Figure 16 shows the cross-sectional profile of the simulated surface with the micro-chipping on the cutting edge taken into consideration. Considering the tool wear effects, the surface topography obviously changes. The surface roughness R_a and the peak-to-valley height PV changes to be 24.74 nm and 110 nm, respectively.

However, micro-chipping of the main cutting edge appears at many points. Both the chipping size and the chipping points were distributed randomly in the experiment. The much higher amplitude of the spatial frequency for the machined surface compared to the simulated one at around 50 1/mm also indicate multiple tool chipping. Moreover, the geometry of the cutting edge in the machining process cannot be achieved, where the influence of the tool wear on the surface topography cannot be quantitatively determined offline. Therefore, further research taking the tool wear into consideration is of great necessity to make the simulation model more accurate.
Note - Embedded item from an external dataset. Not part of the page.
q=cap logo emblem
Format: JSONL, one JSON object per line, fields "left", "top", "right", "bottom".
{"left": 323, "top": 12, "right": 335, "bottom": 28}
4.2. Effects of the Materials Microstructure

Previous studies have shown that the surface topography in the ultra-precision cutting of the Cu alloys is affected by the material microstructure, including the defects [26], the crystal structure [27], the composition [28], etc. The nanoscale surface topography and the cross-sectional profile of the machined Cu alloys measured by atomic force microscope (AFM) are shown in Figure 17. The burs of random sizes and heights formed on the machined surface, as indicated by the cross-sectional profile height. The surface morphology and the composition of the elements of the randomly distributed burs are shown in Figure 18, which indicates that it is the Pb phase that contributes to formation of the surface burs, resulting in the difference between the experimental and the simulated results. In addition, many finer scratching grooves appeared in the tool feed groove. Presumably, it is induced by the multiple micro-chippings of the tool edge and the built-up edges.

5. Conclusions

A simulation model was established to study the influence of the cutting parameters, (workpiece spindle speed, feed rate and depth of cut), the tool nose radius, the tool wear and the material microstructure on the three-dimensional surface topography, the surface roughness and the form accuracy. The simulation results were verified by the typical experiments, which laid a theoretical foundation for revealing the surface formation mechanism of Cu alloy in ultra-precision turning. In addition, the results also showed that beyond the regular texture formed by the tool feeding, surface tears and much finer cutting scratches also formed due to the micro-chipping as a result of the graphitization of the diamond tool and the built-up edge. By comparing the simulation and experimental results, we can use the MATLAB numerical simulation method to predict the typical three-dimensional surface topography and surface roughness of Cu alloy in ultra-precision cutting. However, the effects of the elastoplastic deformation of the Cu alloy material, the surface tearing and the built-up chip edge also led to some errors between the simulation results and the experimental results, which deserves further investigation.